那太医其实原本就不想来的,顺宁公主不得圣心已经不是什么秘密,可是今天是他当值,西四宫房来人请,他就必须来。如今顺宁公主自己说没事不让把脉,他正乐的不担干系。那个小荷包就算是跑腿一趟的辛苦钱。
太医收了荷包退下,庄嫣以靠在窗下的美人榻上以手支头,缓缓说道:“你们都退下去,本宫想睡一会儿。”
小宫女便去取来锦被给庄嫣盖好,庄嫣假装睡着了,耳朵却直直的竖着,直到她听到两个小宫女都退到门外,这才睁开眼睛将套在手腕上的红珊瑚手串除了下来。抚弄着那已经没了样子的如意结,庄嫣眼神越幽暗,心中的恨意也更加的浓重。同时,她心中还充满了疑惑,这条手串怎么会到了浣衣局宫女的手中?
庄嫣知道,当初她的娘亲过世之后,按着宫中的旧俗,属于恭嫔私房的东西被分成两份,一份给了她的嫂子胡氏,另一份则在庄嫣自己的手中。若是没有意外,这条红珊瑚手串应该是在胡氏手中的。难道……
庄嫣心念一动,立刻坐起身来仔细的检查红珊瑚手串的每一颗珠子。仔仔细细找了一圈,庄嫣发现有一颗赤金隔珠的颜色明显鲜亮许多,象是新穿上去的。庄嫣忙将手串拆开,将那颗颜色不同的赤金隔珠摘了下来。
将那颗珠子拿在手中仔细的端详,庄嫣看的眼睛都直了也没看去有什么玄机。她干脆将头上的金钗拔下来,将钗尖探入那颗珠子的洞眼之中来回拨动。
这倒是歪打正着,庄嫣发现钗尖碰到了什么活动之物,她忙将那东西小心翼翼的拨了出来,原来是是个极小极小的小纸条。
庄嫣将纸条展开,那纸条上只写了简单的几个字,却看的庄嫣一颗心狂跳起来……
第二百四十五章以死相逼
庄嫣正想按着纸条上的指示将每一颗珠子中藏着的字纸都取出来,却听到外头一阵脚步声由远及近的传来,她忙将所有的珠子都塞到枕头下面,然后紧紧的闭上眼睛假装睡的很沉。
门被人轻轻的推开,来人是服侍庄嫣的宫女,她蹑手蹑脚的走到榻前查看一番,见庄嫣紧紧的裹着锦被睡的很沉,便去取了一床锦被轻轻给庄嫣盖好,然后去薰笼前看了看炭火的情形,再加上几块银霜炭和一小把苏合香,然后才轻轻的退了下去。
装睡的庄嫣听到那宫女对门外当值的宫女说道:“公主睡的正沉,你们不要发出响动惊扰了公主。”两个当值小宫女低低称是,那个大宫女方才快步走开了。

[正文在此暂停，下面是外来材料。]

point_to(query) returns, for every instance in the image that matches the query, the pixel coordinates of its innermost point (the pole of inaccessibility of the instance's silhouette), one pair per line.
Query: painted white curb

虽然庄嫣听到那大宫女之言,可是现在的她对于宫中任何人说的任何话都不敢相信,因此她硬是耐着性子躺了小半个时辰,再没有听到任何动静,这才悄悄起身用金钗将将藏于珊瑚珠和赤金隔珠洞眼中的小字条一一抠了出来。那字条上的字相当之小,此时房中的光线又有些暗,庄嫣只得将那些零散的小字条塞到荷包中贴身藏好,又将那些散乱的珊瑚珠和赤金扁珠收起来,也许以后她也能用这个法子传递消息。
好不容易熬到点灯,庄嫣心不在焉的用了几口晚膳,便命人将晚膳撤下,命人服侍自己洗漱了,便以要休息为由将所有服侍之人都赶了出去。

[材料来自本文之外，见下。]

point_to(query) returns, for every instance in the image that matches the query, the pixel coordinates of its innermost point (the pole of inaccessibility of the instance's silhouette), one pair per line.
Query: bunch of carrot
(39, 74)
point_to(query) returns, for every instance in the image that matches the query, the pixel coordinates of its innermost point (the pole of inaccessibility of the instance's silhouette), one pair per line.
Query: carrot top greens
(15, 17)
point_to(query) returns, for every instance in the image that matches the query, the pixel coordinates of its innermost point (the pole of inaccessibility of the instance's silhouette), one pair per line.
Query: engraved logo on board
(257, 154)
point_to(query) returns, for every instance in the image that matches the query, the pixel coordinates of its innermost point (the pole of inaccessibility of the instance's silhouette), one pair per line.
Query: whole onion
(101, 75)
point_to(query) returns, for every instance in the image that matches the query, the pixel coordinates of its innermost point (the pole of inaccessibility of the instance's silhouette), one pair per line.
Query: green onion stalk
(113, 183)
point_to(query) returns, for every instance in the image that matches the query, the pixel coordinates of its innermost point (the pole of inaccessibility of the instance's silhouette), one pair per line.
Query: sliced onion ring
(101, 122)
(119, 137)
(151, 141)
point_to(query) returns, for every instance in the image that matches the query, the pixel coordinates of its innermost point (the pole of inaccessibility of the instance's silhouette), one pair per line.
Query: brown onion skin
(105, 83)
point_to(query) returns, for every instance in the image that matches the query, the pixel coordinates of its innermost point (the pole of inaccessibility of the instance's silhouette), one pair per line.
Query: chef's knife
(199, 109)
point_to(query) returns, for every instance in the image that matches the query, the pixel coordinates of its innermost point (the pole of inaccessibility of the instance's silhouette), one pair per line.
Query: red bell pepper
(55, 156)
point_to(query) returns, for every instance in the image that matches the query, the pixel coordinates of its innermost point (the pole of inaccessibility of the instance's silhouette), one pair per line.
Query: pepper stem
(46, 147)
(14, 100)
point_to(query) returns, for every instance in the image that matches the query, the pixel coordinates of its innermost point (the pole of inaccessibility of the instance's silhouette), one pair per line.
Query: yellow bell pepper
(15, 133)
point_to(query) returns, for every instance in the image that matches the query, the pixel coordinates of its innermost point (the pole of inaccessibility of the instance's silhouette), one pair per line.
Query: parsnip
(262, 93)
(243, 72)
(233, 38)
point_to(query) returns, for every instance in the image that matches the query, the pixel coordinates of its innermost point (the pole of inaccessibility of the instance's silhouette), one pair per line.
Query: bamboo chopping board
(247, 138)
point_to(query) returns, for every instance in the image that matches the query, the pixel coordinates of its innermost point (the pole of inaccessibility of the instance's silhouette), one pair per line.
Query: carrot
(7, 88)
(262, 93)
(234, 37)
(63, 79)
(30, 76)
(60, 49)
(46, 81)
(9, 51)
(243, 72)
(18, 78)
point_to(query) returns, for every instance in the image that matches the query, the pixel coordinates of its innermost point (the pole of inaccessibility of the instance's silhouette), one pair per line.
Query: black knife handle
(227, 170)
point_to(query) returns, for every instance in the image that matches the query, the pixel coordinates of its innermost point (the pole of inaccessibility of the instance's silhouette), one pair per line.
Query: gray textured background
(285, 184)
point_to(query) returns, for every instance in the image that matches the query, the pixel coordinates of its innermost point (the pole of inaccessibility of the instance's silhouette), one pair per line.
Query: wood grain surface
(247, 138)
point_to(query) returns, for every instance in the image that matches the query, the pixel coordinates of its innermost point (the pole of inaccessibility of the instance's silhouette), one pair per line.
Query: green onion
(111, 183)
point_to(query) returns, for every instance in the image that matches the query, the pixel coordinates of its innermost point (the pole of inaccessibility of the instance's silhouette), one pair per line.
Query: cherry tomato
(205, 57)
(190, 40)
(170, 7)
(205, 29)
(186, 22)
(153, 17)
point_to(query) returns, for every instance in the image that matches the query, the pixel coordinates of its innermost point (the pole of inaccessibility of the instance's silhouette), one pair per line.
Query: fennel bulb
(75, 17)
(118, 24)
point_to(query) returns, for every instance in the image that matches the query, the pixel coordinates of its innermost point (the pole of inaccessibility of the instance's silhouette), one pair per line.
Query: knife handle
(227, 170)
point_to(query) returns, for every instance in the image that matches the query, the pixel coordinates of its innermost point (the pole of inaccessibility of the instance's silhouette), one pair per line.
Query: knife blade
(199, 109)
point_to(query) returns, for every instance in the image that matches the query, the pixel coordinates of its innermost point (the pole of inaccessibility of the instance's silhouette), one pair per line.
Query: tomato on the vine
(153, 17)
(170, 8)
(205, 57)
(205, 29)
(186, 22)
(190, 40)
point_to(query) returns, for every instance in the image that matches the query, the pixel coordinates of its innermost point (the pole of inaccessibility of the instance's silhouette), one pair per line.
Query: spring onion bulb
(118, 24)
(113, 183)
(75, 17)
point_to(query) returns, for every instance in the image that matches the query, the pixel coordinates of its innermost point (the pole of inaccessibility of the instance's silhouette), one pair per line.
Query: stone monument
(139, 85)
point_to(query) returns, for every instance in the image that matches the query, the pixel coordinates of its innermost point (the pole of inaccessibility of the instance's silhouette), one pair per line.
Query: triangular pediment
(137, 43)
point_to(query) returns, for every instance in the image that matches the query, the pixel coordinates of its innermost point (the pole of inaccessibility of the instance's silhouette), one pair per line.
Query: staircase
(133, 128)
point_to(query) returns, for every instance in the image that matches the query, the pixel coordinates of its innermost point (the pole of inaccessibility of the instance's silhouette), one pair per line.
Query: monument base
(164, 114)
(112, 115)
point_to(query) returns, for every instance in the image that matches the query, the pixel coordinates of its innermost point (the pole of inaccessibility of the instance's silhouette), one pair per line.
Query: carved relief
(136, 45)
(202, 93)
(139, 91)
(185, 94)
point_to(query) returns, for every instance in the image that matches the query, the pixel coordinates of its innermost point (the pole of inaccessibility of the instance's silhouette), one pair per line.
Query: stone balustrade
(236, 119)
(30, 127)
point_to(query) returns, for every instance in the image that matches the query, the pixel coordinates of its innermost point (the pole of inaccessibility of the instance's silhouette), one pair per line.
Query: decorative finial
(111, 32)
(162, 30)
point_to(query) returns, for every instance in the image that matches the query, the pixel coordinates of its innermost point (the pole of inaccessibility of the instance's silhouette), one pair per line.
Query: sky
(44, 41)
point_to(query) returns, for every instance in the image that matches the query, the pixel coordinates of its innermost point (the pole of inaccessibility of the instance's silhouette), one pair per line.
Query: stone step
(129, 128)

那些服侍庄嫣之人心里也清楚这顺宁公主任何人都不相信,因此便都顺从的退下,在外头将门关好就各自散去了。庄嫣立刻放下几重帐幔,确保就算是有人偷窥也什么都看不到,然后才将一盏羊角宫灯拿到床头,将小纸条从荷包中取出,一张一张仔细的打开,认真的拼了起来。

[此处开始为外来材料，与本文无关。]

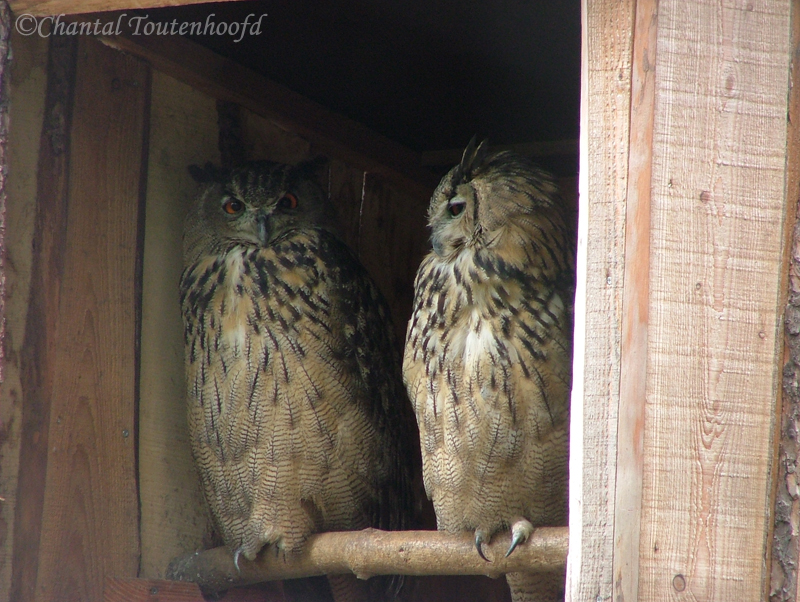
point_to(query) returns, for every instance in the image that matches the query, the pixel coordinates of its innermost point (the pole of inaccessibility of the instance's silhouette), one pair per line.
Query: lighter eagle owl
(295, 396)
(487, 360)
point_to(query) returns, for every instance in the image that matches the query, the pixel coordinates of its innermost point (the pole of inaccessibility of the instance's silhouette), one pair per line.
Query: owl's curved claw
(520, 531)
(479, 540)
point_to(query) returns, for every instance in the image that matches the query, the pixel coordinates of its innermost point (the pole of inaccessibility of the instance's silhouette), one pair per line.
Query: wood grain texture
(345, 189)
(633, 349)
(158, 590)
(174, 520)
(603, 183)
(28, 80)
(717, 216)
(90, 518)
(57, 7)
(39, 352)
(786, 505)
(373, 552)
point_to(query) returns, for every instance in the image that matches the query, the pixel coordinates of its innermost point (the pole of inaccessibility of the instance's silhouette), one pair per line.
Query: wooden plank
(392, 242)
(38, 353)
(174, 520)
(158, 590)
(58, 7)
(605, 108)
(26, 80)
(345, 188)
(329, 133)
(717, 215)
(263, 140)
(785, 550)
(633, 346)
(90, 522)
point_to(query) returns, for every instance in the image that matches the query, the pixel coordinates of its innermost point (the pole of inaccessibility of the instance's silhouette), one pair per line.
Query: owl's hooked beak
(264, 231)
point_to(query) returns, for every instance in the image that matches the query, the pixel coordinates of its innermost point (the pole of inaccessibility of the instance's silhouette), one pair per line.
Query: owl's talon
(479, 540)
(520, 531)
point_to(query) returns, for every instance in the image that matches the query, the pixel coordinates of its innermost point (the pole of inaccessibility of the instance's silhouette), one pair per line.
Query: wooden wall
(679, 314)
(28, 81)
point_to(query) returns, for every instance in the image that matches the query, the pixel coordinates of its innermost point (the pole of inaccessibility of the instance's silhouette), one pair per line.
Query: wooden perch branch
(374, 552)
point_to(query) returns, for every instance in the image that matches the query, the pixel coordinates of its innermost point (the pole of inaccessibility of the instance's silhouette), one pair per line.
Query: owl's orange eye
(233, 206)
(455, 207)
(289, 201)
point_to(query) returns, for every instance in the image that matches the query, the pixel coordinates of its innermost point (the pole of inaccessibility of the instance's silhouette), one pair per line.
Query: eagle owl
(487, 360)
(295, 395)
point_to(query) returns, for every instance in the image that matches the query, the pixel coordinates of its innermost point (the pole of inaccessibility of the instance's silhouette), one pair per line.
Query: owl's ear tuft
(208, 174)
(472, 159)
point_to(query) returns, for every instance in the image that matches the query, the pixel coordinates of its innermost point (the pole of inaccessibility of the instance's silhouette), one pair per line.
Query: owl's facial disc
(263, 229)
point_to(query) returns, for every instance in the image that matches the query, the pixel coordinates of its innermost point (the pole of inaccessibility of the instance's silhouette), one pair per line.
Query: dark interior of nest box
(428, 75)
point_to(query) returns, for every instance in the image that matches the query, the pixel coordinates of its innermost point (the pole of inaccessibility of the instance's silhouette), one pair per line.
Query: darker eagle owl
(295, 396)
(488, 354)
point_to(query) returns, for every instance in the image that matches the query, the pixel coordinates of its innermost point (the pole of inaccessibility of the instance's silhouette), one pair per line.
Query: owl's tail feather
(536, 587)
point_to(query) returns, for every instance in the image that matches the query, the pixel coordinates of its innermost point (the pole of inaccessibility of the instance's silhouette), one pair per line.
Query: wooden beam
(71, 7)
(373, 552)
(90, 518)
(40, 349)
(328, 132)
(607, 27)
(717, 212)
(633, 346)
(28, 84)
(174, 518)
(786, 507)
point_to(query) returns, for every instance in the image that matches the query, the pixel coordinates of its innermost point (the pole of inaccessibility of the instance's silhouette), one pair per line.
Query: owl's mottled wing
(488, 369)
(292, 430)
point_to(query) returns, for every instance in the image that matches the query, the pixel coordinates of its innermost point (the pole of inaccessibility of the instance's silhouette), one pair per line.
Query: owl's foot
(480, 539)
(521, 530)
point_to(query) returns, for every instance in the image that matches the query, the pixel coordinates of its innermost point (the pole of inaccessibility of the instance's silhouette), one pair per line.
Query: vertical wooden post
(174, 519)
(28, 82)
(786, 538)
(39, 349)
(716, 255)
(90, 516)
(603, 183)
(633, 345)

莫约用了小半个时辰,庄嫣才将字纸拼成一封不过百字的短信,看完之后,庄嫣脸上的表情很是古怪,她飞快将所有的小字条团了起来,用极轻的脚步走出重重帐幔,掀开错金银镂雕百花大薰笼的顶盖,将字纸一点不留的丢了进去,原本没有明火的银霜碳遇到易燃的字纸,立刻烧起一小团赤红的火焰,因那字条并不很多,这火焰转瞬便熄了,只余下些黑色的灰烬。庄嫣赶紧拿起银火钩子将黑色的灰烬搅散,直到与其他浅灰色的碳灰混为一处,这才将薰笼盖子盖好回床上去了。